Revised EDM Model Notes
                               18-25 February 1999
                                   Rob Kennedy


I) Collections API
II) Using the Handle/Body idiom to minimize copies
III) Root Branches and I/O

---------------------------

I) Collections API

	The revised EDM incorporates much of the Collection/Predicate concepts
developed to support the CDF Track and TrackCollection classes. The use-cases
here provide a more generic description of the StorableCollection APIs, and
explores the result of adding that API to the EventRecord itself. To avoid
confusion with the CDFTrack design, I will use a MuonSet as the basis for the
use cases.

As with the CDFTrackCollection, each StorableCollection has, if appropriate:

	1) forward iteration (no universal support for reverse iteration)
	2) begin(), end()
	3) Iterator::peek_ahead(), is_valid(), prefix and postfix operator ++()
	4) insert(), append(), erase(), removeIf(), clear()
	5) [](), front(), back(), size(), empty()
	6) sort(), find(), print()
	7) Accessors returning a const/non-const reference to an element
	8) Support binary comparisons for element sorting
	9) Support unary predicates for element selection

StorableCollections store by value. Collections which store by reference and
which do not own the objects referred are StorableCollectionViews. Collections
which store by reference and which do own the objects referred to are
StorableRefCollections.

To support this in the EventRecord, StorableObjects must have methods to return
their name, number, version (of object data format), CreatorId (Module class),
AbsParmSetId (Module instance), and any other desirable selection or sorting
criteria.

EventRecord::RankByName       : StorableObject::Comparison
EventRecord::RankByNameNumber : StorableObject::Comparison
EventRecord::RankByCreatorId  : StorableObject::Comparison

EventRecord::SelectAll(void)        : StorableObject::Predicate
EventRecord::SelectByName(string)   : StorableObject::Predicate
EventRecord::SelectByNumber(int)    : StorableObject::Predicate
EventRecord::SelectByVersion(int)   : StorableObject::Predicate
EventRecord::SelectByCreatorId(int) : StorableObject::Predicate
EventRecord::SelectByAbsParmSetId(int) : StorableObject::Predicate


Example 1) Create a StorableMuonSet

class StorableMuonSet: public StorableSet ;  // typedef StorableSet<Muon>
StorableMuonSet mygoldmus ;

// BEGIN Loop over tracks, to determine if a muon candidate
  if (current_track.is_golden_muon_candidate())
    { Muon tempmuon(current_track) ;
      mygoldmus.insert(tempmoun) ;
    }

// END LOOP... mygoldmus now contains muons by value

Example 2) Select Muons in a collection

for (Iterator iter = mygoldmus.begin(Muon::PtGreaterThan(4.0)) ;
     iter != mygoldmus.end() ;
     ++iter)
  {
    // treat muons with Pt > 4.0
  }

	Do we really want to approach selection by supplying arguments to
begin()? Consider the alternative approach I implemented in Trybos:

for (Iterator iter = mygoldmus.find_first(Muon::PtGreaterThan(4.0)) ;
     iter.is_valid() ;
     iter = mygoldmus.find_next(iter, Muon::PtGreaterThan(4.0)))
  {
    // treat muons with Pt > 4.0
  }

The Trybos approach seems to me to be clumsier. It has the advantage that the
iterator is clearly defined in its role at all times, but then it does even less
that a pointer since it does not iterate itself. I solved this with EventRecord
iterators by creating two iterator classes. I could just as easily have used the
CdfTrackCollection approach instead, permitting iteration using one iteration
class over all banks, same name banks, or more exotic criteria. I can easily
re-implement the old iterator classes with the one new-style iterator class.
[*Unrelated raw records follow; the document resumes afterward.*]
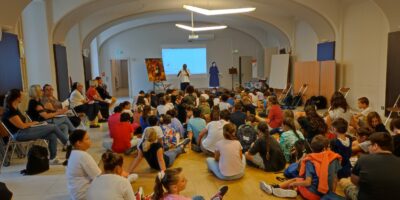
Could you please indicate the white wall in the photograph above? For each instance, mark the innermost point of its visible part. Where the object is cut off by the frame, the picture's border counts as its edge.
(36, 45)
(145, 42)
(305, 43)
(365, 33)
(74, 55)
(94, 58)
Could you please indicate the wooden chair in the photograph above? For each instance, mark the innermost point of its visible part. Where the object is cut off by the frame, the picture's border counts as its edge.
(13, 143)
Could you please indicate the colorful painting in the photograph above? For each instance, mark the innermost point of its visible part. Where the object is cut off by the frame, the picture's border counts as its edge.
(155, 69)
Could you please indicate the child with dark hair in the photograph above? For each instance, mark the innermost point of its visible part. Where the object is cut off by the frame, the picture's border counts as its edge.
(361, 144)
(374, 122)
(213, 133)
(342, 145)
(289, 137)
(228, 162)
(265, 153)
(223, 104)
(395, 128)
(174, 182)
(175, 122)
(376, 175)
(194, 127)
(171, 136)
(247, 133)
(111, 184)
(317, 175)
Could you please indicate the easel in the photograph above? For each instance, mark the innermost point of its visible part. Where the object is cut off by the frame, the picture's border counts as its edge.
(232, 71)
(285, 92)
(344, 91)
(395, 108)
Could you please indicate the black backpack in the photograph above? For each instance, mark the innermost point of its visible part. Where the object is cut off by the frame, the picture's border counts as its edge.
(38, 161)
(246, 135)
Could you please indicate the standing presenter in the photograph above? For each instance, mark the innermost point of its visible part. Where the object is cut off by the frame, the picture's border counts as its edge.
(184, 75)
(214, 75)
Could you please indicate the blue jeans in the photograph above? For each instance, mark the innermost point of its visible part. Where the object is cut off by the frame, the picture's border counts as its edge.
(63, 124)
(214, 167)
(172, 154)
(48, 132)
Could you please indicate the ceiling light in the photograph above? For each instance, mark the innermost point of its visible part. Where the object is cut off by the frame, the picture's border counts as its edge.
(196, 29)
(218, 12)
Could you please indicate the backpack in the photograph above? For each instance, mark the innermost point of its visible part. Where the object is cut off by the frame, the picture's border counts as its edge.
(246, 135)
(76, 121)
(38, 160)
(292, 171)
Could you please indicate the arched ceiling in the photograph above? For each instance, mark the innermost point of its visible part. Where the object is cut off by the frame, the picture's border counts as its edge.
(274, 18)
(258, 29)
Example 3) Select Muons in a collection, capture as a view

MuonSetView myhardgoldmus = mygoldmus.createView(PtGreaterThan(4.0));

Example 4) Sort Muons in a collection

mygoldmus.sort(Muon::RankByPt) ;

Example 5) Sort Muons in a view, underlying collection left undisturbed

myhardgoldmus.sort(Muon::RankByPt) ;

Example 6) Sort Muons in a collection, affects dependent view

Suppose mygoldmus is initially by Pt...

MuonSetView myhardgoldmus = mygoldmus.createView(PtGreaterThan(4.0));
mygoldmus.sort(Muon::RankByPt) ;

	Now, myhardgoldmus contains pointers to values which have changed. It
is no longer in a well-defined state... especially if a Muon is dropped from
the MuonSet. The view must be reformed in order to be in a usable state. This
points out the advantages and limitations of Views. A View minimizes storage
space for overlapping collections by sharing elements Views can also minimize
the CPU time used to re-order elements in some data structures. They are most
useful when a master collection by value is used as a static (for the lifetime
of the dependent Views) repository of all elements.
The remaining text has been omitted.